Is there anything wrong with the code or it just my mistake?
• 07-24-2013, 05:54 PM
Di Immortalis
Re: Random shuffling
Your index will not be unique because A) Your giving it a finite length in the form of an integer, so there are only a small numbers that it is allowed to produce B) You are remaking it every time the loop restarts. It will never be unique because it doesn't know what its previous value were.
I get that it needs to have a small range, so you should consider initializing an array outside of the loop, then adding whatever values index produces to it, then checking those values against new indexes. Also, if its randomly shuffling, you don't really want unique. As long as index != i, you should get a random shuffling.
• 07-24-2013, 06:18 PM
dojob
Re: Random shuffling
Quote:

Originally Posted by Di Immortalis
Your index will not be unique because A) Your giving it a finite length in the form of an integer, so there are only a small numbers that it is allowed to produce B) You are remaking it every time the loop restarts.
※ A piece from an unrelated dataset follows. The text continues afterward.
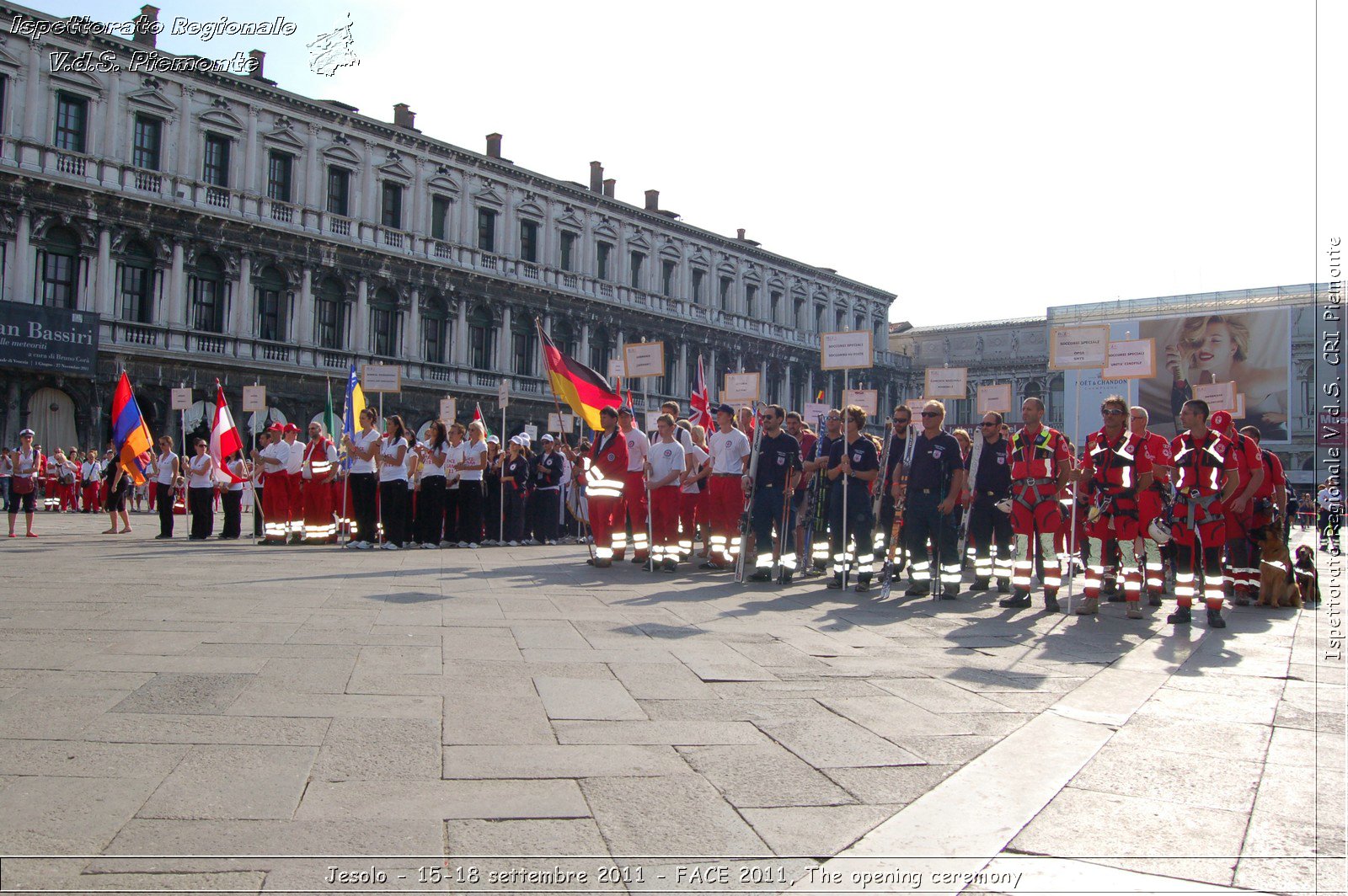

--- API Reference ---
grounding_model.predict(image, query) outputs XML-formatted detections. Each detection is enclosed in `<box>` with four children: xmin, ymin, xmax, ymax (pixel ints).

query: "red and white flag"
<box><xmin>687</xmin><ymin>355</ymin><xmax>716</xmax><ymax>429</ymax></box>
<box><xmin>211</xmin><ymin>380</ymin><xmax>245</xmax><ymax>483</ymax></box>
It will never be unique because it doesn't know what its previous value were.
I get that it needs to have a small range, so you should consider initializing an array outside of the loop, then adding whatever values index produces to it, then checking those values against new indexes. Also, if its randomly shuffling, you don't really want unique. As long as index != i, you should get a random shuffling.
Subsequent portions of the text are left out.